Located in well-heeled Earls Court, As Greek As It Gets is low-key, relaxed and friendly – no boisterous plate smashing or dancing here. The two-floor restaurant has a sleek, contemporary design with homely, quirky touches such as a huge map of Greece and family photographs adorning the walls. Many of the ingredients are sourced directly from Greece, so the name of the restaurant is certainly appropriately.
We were warmly welcomed by owner Dimitri Karonis, who guided us through the menu and suggested that we order dishes that we hadn’t tried before. While navigating the menu, we were brought some fluffy, garlic-infused bread and plump marinated green olives to graze on.
It’s an absolute must to start the meal with Houmous (£3.95) and pitta bread. The home-made houmous is cool and fresh, with a thick texture that is just in between chunky and smooth. The Klassiki (£1) white pitta bread topped with oregano was the best I’ve ever tasted – so light and springy.
To start, we tried the Garidaki (£5.50) – crispy baby prawns with rosemary dip. They were sadly a little disappointing as they weren’t crispy at all, the flavours were rather bland and they were served tepid.
Much more satisfying was the Tigania Xoirini (£6.20) – pork strips in retsina wine and cream. The pork was tender and slow-cooked with red peppers in a thick, creamy, wine-infused sauce. It was so delicious that we couldn’t help mopping up every last bit of the sauce.
To follow, Steven tried the Psaronefri (£13.95) – pork fillet with blue cheese sauce. The pork was succulent and juicy, coated with a creamy, intensely-flavoured blue cheese sauce. It was accompanied by a thick slice of char-grilled aubergine with a fresh tomato and feta salsa, served cold. It’s worth ordering a side dish or some extra bread, as the pork is tasty but may not be substantial enough on its own.
I was tempted by the Yiaourtlou (£12.95) – beef meatballs, yoghurt, pitta and tomato sauce. The four large charcoal-grilled meatballs were nicely browned and smoky on the outside and cooked medium on the inside, making them less dry than regular meatballs. They were served on small chunks of pitta bread and topped with Greek yoghurt and a fresh, sweet roasted tomato sauce. It was a delicious combination and very filling – real Greek comfort food.

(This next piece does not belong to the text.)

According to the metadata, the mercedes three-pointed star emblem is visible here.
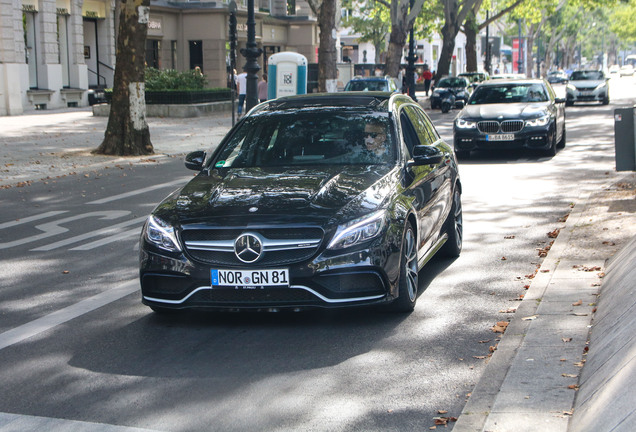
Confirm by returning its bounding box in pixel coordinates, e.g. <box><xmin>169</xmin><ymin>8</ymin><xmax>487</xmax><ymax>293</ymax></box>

For dessert, Dimitri brought us a selection of sweets to try. We sampled an exceptionally good Yiaourti me meli kai karidia (£5.50) – yogurt, honey and walnuts and another topped with berries. I was intrigued by the Galaktoboureko (£5.50) – home made milk pie, and absolutely adored it. A creamy set custard is packed between thin sheets of filo pastry and soaked in fragrant honey – just heavenly.
As we visited just before Christmas, we also had the chance to try some Kourambiedes – Greek Christmas biscuits. The light, buttery biscuits were made with ground almonds and were covered in icing sugar – a perfect way to finish the meal. We accompanied the biscuit with pots of Earl Grey tea, but for something a little strong, try the strong Greek coffee.

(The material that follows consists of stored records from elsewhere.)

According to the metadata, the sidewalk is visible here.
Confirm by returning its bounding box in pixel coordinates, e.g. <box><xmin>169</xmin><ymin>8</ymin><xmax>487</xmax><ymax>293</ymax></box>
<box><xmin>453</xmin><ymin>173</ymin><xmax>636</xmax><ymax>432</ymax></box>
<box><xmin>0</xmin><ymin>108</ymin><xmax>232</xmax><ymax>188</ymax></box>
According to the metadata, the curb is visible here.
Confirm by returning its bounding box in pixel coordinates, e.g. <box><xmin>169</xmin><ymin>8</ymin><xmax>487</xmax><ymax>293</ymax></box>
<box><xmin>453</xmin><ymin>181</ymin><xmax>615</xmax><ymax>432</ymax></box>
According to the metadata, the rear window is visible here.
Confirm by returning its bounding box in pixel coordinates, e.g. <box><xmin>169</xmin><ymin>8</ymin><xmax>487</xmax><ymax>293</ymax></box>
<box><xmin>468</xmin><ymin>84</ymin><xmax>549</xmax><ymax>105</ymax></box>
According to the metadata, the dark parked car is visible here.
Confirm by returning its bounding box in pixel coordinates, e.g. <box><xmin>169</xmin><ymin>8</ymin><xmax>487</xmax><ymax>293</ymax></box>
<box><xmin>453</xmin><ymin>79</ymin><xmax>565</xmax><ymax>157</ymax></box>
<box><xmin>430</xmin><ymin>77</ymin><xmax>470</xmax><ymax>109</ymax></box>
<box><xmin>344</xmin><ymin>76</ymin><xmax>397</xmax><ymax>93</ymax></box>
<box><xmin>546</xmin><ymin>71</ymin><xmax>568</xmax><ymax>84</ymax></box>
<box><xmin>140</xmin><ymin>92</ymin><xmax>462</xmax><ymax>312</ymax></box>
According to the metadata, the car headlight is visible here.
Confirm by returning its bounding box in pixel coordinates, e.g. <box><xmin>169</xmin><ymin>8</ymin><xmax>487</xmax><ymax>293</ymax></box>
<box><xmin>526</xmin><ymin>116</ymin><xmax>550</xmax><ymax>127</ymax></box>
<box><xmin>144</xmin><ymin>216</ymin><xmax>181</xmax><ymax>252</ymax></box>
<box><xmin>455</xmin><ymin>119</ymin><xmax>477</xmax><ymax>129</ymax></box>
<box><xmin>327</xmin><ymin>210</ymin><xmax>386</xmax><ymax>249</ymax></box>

As Greek As It Gets offers Greek food at its very best, with great cooking and top quality ingredients. It has real personality as a neighbourhood restaurant but could also work very well as a boutique chain of restaurants, as long as the authenticity and attention to detail wouldn’t be compromised. So, go beyond the souvlaki and mousaka and discover some new favourites at As Greek As It Gets.